Я догадывался, почему Гореленко так неопределенно говорит о своих перспективах. Дело в том, что вскоре после того, как я прибыл в полк и поближе познакомился с ним, Гореленко поделился со мной мыслью, что давно собирается написать в Москву, в самый высокий адрес, письмо с предложением предоставить командирам частей право самим на месте, заодно с политорганами, предопределять вопрос о переводе офицеров с командирских должностей на должности политработников, и наоборот, соответственно их желаниям, способностям и потребностям службы. Еще раньше Гореленко выступил с предложением об этом на окружной партийной конференции и в результате получил резкую отповедь от нашего тогдашнего командующего, назвавшего выступление Гореленко еретическим, ведущим к смазыванию различий в функциях командного и политического состава и потенциально направленным против единоначалия: командующий полагал, что ежели каждый политработник будет считать, что он может сменить командира, то как же он после этого станет к командиру относиться? Теперь-то и представить трудно, чтобы кто-нибудь сейчас публично высказался в таком духе. То, что предлагал Гореленко, уже давно вошло в практику и оправдано ею. Но тогда…

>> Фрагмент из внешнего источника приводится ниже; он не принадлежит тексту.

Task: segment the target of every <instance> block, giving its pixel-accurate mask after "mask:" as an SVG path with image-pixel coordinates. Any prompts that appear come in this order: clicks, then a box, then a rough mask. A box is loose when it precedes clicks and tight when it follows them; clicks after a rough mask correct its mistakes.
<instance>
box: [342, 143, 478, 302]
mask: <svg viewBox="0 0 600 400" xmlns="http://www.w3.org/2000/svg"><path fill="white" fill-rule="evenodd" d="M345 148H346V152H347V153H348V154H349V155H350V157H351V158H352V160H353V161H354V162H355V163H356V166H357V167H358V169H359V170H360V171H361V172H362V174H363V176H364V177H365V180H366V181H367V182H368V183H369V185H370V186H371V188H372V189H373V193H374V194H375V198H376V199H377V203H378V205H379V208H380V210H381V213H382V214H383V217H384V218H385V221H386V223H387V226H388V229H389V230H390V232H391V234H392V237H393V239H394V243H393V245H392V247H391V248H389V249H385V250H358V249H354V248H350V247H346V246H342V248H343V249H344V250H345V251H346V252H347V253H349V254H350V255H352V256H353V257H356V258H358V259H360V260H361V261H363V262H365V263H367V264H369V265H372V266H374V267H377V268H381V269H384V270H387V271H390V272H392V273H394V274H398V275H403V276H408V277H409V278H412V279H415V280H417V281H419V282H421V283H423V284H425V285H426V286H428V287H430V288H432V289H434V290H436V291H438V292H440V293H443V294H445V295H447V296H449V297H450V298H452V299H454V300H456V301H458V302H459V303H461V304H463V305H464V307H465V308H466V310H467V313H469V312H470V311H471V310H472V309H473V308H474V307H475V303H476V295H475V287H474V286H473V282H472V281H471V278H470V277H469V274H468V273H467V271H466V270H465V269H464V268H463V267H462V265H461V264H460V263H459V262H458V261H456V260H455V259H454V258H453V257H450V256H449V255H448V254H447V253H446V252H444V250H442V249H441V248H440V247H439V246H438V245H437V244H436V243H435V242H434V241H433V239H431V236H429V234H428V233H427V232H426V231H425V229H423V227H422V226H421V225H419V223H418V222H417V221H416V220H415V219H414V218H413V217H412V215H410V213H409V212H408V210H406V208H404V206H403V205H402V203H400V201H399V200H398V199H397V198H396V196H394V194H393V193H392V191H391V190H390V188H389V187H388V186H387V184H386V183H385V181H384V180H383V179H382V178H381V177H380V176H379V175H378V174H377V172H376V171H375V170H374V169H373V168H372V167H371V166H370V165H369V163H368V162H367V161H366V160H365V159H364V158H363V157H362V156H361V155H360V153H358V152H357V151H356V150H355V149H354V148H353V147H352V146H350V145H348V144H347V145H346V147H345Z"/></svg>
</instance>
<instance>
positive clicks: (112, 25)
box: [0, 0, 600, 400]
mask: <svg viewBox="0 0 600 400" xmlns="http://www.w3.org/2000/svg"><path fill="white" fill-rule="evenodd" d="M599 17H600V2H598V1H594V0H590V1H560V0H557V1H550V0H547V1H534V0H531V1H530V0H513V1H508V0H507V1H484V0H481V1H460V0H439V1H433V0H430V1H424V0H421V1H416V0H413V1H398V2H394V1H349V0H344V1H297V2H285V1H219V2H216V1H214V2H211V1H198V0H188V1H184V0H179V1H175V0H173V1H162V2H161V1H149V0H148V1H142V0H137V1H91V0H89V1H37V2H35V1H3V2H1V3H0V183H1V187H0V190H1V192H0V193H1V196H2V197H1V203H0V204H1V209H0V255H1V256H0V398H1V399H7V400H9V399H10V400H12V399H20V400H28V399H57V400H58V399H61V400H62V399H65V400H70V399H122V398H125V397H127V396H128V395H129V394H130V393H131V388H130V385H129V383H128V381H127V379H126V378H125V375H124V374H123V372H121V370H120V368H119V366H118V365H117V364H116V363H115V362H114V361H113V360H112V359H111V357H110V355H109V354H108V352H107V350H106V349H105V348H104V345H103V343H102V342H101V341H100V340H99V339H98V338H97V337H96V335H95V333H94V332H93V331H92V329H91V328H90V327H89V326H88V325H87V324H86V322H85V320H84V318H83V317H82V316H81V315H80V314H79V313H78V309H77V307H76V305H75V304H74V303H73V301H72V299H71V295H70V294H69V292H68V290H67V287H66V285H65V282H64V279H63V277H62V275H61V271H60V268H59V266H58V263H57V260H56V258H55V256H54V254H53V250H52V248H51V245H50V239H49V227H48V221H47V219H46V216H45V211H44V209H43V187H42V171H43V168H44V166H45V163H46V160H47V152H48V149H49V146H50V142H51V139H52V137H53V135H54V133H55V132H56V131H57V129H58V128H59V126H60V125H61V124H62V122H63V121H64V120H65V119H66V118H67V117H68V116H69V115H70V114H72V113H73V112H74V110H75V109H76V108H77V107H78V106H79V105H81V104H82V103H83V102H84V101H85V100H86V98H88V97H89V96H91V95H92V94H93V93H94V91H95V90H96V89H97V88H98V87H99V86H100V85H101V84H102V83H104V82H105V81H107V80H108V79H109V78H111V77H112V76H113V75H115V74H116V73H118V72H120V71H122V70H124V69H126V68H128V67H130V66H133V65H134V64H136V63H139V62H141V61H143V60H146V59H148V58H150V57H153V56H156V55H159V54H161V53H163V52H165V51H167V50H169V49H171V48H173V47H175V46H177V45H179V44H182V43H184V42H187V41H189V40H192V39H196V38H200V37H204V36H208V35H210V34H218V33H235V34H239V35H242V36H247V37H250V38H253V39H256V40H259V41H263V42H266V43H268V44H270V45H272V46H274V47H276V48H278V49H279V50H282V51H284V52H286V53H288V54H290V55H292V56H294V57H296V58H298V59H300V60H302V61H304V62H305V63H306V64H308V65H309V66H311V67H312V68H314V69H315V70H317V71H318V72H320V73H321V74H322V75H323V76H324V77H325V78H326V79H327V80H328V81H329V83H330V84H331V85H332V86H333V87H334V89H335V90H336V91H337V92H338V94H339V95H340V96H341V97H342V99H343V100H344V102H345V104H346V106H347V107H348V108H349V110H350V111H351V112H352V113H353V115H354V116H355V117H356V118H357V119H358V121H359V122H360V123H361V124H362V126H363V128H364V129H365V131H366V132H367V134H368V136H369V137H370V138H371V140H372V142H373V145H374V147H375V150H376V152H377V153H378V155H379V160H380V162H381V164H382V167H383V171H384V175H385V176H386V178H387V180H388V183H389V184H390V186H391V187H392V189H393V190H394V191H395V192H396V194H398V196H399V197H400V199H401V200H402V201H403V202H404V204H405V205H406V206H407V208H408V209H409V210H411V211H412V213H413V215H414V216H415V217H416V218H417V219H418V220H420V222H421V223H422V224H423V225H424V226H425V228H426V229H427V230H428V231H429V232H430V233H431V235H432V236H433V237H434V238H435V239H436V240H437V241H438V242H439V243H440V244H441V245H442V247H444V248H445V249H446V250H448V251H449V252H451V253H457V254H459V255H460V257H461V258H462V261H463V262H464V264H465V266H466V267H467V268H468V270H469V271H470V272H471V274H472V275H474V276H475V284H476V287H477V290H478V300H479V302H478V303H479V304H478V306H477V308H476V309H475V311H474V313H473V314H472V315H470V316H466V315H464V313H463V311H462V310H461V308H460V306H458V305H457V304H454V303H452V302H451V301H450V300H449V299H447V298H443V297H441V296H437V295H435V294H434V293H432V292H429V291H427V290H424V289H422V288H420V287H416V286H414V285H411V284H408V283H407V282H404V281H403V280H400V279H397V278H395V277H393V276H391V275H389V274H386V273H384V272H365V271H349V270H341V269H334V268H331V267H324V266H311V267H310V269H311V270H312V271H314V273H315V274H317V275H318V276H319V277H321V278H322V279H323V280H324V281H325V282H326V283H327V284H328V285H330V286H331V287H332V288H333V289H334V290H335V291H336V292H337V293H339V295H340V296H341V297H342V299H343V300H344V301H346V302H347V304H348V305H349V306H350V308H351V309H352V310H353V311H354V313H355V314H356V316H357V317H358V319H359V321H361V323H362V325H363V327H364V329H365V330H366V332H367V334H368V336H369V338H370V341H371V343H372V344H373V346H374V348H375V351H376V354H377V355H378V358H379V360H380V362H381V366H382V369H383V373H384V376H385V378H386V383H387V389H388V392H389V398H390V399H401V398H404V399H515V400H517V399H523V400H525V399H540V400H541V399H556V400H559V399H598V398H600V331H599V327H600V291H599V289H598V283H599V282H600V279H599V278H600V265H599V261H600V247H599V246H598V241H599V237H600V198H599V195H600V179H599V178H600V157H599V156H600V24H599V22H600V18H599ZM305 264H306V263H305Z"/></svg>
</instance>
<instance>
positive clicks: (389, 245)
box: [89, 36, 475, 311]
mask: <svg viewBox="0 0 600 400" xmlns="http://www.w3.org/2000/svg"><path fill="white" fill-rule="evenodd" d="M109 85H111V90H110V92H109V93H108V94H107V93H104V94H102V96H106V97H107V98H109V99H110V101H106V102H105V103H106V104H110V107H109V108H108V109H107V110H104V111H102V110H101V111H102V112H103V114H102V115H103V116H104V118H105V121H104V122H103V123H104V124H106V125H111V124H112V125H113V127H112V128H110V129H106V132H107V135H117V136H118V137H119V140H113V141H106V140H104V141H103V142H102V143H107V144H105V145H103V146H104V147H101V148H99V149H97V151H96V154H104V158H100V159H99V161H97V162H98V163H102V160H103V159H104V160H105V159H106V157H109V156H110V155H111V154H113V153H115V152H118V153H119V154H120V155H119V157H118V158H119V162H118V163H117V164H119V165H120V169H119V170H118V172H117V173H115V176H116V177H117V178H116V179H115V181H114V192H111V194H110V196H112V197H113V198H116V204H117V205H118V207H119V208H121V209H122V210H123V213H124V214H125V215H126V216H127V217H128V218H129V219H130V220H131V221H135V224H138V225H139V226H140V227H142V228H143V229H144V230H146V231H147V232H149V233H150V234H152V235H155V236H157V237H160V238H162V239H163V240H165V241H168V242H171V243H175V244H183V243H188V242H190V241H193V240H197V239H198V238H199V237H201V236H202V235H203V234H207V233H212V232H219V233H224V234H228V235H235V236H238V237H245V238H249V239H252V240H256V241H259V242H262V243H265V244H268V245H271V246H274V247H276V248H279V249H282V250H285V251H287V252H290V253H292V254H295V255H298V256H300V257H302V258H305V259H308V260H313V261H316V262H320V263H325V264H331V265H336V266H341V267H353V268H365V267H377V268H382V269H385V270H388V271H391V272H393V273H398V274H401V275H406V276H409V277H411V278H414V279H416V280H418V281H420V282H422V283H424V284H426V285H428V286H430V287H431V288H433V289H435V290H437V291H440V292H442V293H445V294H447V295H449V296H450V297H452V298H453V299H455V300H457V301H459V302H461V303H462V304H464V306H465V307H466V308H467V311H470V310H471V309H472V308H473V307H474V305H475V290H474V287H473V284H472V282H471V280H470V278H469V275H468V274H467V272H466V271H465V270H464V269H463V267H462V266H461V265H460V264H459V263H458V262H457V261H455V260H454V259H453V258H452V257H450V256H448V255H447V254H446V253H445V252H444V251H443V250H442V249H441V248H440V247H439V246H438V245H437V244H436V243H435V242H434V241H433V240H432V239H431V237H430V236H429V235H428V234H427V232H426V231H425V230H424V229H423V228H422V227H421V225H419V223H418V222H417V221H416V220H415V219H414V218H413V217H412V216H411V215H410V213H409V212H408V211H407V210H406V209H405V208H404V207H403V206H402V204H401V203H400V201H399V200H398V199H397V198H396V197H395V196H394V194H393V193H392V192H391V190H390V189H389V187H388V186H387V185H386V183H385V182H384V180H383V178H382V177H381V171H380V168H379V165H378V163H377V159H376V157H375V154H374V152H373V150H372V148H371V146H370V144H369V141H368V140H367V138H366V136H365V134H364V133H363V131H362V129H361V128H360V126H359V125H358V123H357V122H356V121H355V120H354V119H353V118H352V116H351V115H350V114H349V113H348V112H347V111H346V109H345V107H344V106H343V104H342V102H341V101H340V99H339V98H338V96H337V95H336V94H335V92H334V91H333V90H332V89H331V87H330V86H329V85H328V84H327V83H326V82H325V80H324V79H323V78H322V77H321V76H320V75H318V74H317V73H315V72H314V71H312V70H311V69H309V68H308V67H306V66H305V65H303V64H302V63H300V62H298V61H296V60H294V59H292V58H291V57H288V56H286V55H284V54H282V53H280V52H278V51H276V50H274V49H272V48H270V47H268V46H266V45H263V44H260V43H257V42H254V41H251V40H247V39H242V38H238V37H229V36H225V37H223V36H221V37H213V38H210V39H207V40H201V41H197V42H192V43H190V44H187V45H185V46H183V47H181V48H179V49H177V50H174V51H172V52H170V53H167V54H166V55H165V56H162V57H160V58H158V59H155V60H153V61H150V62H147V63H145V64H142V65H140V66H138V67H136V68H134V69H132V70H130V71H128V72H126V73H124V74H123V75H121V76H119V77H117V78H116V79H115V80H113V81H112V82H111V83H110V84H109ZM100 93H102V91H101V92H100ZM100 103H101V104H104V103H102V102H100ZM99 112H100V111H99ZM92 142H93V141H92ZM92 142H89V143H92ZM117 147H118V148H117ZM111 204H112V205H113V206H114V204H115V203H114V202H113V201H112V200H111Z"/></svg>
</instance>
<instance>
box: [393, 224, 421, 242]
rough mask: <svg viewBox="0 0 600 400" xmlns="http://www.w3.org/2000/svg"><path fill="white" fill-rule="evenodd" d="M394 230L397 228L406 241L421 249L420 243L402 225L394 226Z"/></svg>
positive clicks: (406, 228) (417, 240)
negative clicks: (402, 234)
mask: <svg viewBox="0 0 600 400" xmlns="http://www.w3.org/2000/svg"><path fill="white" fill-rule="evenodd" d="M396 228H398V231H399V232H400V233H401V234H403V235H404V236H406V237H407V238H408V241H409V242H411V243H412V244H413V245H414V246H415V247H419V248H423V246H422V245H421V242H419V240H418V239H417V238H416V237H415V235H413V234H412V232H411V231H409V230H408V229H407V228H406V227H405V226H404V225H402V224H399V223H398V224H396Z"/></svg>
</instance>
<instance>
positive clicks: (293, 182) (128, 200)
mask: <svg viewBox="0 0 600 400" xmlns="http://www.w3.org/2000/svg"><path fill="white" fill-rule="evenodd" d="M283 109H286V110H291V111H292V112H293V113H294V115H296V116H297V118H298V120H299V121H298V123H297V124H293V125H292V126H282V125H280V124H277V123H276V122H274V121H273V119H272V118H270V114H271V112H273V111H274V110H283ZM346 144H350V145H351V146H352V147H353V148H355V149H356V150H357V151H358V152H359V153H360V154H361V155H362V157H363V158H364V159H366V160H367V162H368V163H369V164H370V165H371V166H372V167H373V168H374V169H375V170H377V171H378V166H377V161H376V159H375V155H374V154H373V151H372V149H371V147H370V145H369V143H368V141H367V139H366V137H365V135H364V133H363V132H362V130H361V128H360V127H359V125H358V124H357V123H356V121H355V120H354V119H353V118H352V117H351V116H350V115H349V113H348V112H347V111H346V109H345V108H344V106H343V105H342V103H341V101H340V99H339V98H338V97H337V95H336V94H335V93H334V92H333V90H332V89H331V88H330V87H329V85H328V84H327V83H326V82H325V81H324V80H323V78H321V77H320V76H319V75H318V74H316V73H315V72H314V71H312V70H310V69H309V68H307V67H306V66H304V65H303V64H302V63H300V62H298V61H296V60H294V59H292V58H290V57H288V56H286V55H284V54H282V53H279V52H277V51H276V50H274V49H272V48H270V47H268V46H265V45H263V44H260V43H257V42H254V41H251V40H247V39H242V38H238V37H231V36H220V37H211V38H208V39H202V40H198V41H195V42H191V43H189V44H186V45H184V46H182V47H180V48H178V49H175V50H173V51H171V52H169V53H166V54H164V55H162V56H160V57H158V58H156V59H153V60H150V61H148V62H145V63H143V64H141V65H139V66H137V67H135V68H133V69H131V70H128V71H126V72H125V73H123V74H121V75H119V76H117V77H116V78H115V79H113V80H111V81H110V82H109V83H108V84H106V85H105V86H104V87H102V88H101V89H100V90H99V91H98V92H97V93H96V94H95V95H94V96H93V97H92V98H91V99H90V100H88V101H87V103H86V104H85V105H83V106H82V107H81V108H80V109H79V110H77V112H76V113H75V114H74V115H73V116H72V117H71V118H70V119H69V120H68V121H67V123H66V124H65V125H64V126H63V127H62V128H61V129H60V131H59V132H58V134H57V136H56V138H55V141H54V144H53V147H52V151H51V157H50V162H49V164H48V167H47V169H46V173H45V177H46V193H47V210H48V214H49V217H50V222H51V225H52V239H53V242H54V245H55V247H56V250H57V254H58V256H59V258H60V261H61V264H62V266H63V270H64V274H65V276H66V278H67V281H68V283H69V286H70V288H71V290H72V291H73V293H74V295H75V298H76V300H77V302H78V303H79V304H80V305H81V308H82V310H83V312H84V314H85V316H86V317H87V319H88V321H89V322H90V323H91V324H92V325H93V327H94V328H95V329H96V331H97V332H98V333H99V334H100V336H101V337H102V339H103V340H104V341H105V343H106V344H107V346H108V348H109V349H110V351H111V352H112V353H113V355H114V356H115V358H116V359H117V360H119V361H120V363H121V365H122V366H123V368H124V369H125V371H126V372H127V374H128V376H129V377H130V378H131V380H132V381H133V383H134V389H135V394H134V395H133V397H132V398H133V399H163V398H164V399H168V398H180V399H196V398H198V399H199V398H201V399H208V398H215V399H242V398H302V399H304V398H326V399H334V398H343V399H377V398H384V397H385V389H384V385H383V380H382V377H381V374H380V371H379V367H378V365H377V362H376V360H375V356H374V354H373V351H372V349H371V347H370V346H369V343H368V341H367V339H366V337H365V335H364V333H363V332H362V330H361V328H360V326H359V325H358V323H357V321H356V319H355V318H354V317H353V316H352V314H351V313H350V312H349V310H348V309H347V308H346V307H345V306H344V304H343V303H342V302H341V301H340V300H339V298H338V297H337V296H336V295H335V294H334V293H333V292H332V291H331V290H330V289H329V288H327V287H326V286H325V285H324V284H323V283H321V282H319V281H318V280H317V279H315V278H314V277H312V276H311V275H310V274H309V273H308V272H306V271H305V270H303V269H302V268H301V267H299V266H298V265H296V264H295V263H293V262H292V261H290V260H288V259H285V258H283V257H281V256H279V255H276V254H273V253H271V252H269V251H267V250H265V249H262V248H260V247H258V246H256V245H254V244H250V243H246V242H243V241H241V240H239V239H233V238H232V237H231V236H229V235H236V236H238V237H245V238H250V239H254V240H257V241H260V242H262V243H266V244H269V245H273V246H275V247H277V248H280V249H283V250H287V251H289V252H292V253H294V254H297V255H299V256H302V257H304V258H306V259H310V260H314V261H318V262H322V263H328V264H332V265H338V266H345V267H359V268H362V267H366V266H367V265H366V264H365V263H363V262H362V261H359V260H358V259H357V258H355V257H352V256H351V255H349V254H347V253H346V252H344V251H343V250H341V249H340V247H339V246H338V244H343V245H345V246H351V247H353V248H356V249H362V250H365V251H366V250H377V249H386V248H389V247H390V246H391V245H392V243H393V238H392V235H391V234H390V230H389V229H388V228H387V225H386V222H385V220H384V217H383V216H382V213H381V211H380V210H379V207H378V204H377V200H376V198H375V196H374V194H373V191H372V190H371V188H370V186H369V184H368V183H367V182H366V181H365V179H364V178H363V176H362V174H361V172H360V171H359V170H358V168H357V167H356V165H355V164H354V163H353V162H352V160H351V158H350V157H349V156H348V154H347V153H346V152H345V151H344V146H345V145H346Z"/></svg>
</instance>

Я был на той конференции и помню, какие молнии летели с трибуны в моего командира. По части метания молний наш тогдашний командующий был большой специалист.
Вместо того чтобы почтительно учесть начальственную критику, Гореленко добился, правда с великим трудом, что ему вторично предоставили слово, и продолжал отстаивать свою точку зрения. Но не отстоял: вторя командующему, на Гореленко навалились в выступлениях те, кто считал своим долгом прежде всего поддержать «критику сверху». На следующий день его вызвали на «ковер» для разъяснений, насколько порочно и небезопасно спорить с вышестоящим. А вообще-то, если смотреть в самую суть, сыр-бор начал гореть оттого, что Гореленко, до моего приезда, хотел поставить на место своего прежнего замполита, переведенного в другой округ, одного из комбатов, как говорил Гореленко — «башковитого мужика», имеющего особый талант к политработе. Но ему, как это иной раз бывает, старались дать не того человека, которого он хотел и с кем ему удобнее было бы работать, а другого, в отношении которого кадровики имели указание пристроить его на подходящую должность, как только она станет вакантной. Таким человеком был один из инструкторов политотдела, до этого неоднократно бывавший в полку. С политотдельцами вообще Гореленко ладил, тем более что когда-то и сам был политруком. Но к этому инструктору у него не было особо теплых чувств: работник тот был исполнительный, но без искры. Позже, вспоминая об этом, Гореленко говорил: «Мне замполит нужен с комиссарской душой, а не просто солдатский просветитель».